At the rear (north) of the house are dining and kitchen areas as well as a new sunroom and bedroom. A new doorway provides egress between the semi-detached room on the north-eastern corner of the house and the new sunroom. A new staircase with return allows entry to the under-house section at the rear of the house. An external door allows exit into the rear garden.

Single skin walls between verandahs and internal rooms are predominantly horizontal tongue and groove. Internal walls feature VJ tongue & groove. The ceiling height is approximately 3.6 m.

=== Gardens ===
The gardens of Killowen today echo the layout which existed prior to relocation of the building. Two large Cuban Royal palms (Roystonea regia) are located between the front gate and the main entry staircase. An octagonal aviary is placed in the same relative position on the Agnes Street side of the residence as one shown in an earlier, undated photograph. The timber and chain wire fence has been re-constructed, including the indentation into the allotment for the front entry gate, also of chain wire. At the rear of the house a railway carriage has been located in the garden' s north-eastern corner.

== Heritage listing ==
Killowen was listed on the Queensland Heritage Register on 21 October 1992 having satisfied the following criteria.

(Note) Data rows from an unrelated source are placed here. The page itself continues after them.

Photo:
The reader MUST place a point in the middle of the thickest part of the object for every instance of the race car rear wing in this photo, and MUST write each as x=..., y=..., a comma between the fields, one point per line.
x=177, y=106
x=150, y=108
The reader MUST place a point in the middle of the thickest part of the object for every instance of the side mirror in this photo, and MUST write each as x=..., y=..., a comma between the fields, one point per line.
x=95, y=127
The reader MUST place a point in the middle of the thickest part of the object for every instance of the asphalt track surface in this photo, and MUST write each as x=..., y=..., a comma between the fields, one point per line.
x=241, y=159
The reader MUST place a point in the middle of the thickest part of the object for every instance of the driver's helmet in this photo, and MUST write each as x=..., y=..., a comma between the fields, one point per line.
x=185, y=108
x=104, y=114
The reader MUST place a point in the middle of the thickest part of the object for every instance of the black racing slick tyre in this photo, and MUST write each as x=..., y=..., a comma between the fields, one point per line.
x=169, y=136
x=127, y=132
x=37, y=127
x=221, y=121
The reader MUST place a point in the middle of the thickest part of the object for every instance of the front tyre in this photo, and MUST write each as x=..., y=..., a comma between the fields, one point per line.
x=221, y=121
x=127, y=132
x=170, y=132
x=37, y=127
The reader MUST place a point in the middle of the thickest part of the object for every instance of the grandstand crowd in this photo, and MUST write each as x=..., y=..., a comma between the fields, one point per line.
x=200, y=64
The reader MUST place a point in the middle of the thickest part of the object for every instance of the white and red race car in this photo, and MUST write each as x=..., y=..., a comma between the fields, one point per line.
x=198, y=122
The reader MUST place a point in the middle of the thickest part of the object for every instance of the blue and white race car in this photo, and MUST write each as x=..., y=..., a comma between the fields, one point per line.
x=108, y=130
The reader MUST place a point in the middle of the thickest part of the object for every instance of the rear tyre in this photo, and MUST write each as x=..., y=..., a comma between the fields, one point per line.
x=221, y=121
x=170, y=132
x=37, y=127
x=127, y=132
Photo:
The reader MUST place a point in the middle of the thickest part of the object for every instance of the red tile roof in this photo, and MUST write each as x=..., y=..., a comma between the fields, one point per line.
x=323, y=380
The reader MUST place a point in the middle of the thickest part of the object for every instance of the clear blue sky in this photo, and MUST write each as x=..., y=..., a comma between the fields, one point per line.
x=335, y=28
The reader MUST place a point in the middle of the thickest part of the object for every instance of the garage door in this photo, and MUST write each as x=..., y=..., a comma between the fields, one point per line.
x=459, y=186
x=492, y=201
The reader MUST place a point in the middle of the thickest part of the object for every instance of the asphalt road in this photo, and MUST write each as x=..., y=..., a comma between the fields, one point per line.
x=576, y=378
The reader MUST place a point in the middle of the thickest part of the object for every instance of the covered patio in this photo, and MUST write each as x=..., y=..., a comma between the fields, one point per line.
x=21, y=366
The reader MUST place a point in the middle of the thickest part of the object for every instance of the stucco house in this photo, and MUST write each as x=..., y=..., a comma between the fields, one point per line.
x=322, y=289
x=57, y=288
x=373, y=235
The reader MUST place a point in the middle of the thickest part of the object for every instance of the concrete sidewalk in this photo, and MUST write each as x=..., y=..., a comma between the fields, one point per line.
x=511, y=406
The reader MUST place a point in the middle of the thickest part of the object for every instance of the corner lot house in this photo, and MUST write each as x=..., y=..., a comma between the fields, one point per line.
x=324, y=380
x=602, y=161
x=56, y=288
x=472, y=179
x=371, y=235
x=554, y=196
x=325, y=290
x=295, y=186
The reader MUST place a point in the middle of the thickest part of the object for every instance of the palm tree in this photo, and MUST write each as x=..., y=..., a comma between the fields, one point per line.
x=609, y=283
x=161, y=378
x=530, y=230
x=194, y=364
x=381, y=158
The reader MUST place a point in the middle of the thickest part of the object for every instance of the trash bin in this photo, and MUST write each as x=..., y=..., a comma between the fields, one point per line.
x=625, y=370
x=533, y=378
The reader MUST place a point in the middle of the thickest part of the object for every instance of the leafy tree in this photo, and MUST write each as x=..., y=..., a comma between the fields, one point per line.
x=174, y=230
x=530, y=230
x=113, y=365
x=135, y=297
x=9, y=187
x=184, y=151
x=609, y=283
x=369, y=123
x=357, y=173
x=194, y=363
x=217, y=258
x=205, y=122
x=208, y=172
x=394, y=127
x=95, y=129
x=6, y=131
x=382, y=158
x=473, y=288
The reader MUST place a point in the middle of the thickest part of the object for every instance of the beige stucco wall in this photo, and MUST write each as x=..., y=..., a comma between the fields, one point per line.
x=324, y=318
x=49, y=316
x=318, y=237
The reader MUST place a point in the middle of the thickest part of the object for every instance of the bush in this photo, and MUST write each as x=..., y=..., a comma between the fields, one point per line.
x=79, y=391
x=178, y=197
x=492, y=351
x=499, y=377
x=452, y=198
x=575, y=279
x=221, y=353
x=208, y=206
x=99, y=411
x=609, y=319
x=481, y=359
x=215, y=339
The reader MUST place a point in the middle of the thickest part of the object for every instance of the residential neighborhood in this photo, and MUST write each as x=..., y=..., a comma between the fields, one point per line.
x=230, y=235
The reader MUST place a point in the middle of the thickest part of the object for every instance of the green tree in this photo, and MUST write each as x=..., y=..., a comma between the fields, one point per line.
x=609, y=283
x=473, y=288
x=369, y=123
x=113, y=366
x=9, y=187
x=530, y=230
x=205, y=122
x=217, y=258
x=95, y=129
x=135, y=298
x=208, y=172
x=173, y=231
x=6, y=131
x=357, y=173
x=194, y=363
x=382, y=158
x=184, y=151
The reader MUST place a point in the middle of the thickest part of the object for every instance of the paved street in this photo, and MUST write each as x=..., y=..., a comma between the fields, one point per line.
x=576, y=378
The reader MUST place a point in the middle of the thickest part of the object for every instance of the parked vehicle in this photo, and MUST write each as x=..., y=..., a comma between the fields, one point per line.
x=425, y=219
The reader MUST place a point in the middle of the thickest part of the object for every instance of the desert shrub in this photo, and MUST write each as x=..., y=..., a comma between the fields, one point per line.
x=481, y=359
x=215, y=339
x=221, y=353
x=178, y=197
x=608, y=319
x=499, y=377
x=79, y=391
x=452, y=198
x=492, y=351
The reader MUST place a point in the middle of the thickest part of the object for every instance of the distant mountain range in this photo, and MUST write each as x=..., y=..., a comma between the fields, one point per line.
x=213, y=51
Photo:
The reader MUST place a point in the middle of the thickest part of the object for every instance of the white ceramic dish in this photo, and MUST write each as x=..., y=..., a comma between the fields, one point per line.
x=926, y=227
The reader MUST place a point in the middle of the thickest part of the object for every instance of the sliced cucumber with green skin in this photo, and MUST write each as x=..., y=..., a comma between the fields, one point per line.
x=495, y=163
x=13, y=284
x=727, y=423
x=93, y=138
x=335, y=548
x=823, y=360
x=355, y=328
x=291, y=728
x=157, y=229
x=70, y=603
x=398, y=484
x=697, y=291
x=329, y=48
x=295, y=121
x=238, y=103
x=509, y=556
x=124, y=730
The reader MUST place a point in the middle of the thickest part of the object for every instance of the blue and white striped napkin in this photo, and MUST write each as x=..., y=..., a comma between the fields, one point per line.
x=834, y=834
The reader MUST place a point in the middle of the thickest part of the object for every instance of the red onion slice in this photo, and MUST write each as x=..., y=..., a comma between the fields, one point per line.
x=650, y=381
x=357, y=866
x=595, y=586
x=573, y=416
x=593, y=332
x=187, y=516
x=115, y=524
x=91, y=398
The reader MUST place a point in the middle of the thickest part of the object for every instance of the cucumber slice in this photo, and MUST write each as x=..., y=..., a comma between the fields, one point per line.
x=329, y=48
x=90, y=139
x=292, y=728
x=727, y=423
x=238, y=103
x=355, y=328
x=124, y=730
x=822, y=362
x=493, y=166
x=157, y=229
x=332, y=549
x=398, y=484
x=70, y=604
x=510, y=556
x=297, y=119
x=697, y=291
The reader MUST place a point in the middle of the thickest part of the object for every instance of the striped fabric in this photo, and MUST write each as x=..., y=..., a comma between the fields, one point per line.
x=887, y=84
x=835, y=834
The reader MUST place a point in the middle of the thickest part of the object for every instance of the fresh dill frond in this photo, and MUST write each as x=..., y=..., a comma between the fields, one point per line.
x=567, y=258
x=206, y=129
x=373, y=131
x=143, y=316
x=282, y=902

The place is important in demonstrating the evolution or pattern of Queensland's history.

Killowen is historically significant because it provides evidence of the evolution of residential development in Rockhampton during periods of economic boom.

The place is important in demonstrating the principal characteristics of a particular class of cultural places.

This substantial timber residence displays an abundant use of verandahs as part of the living space, alongside traditional and formal interior rooms.

The place is important because of its aesthetic significance.

Constructed late in the 19th century, Killowen is important because of its aesthetic significance, as well as for the contribution it makes to the residential streetscape of The Range.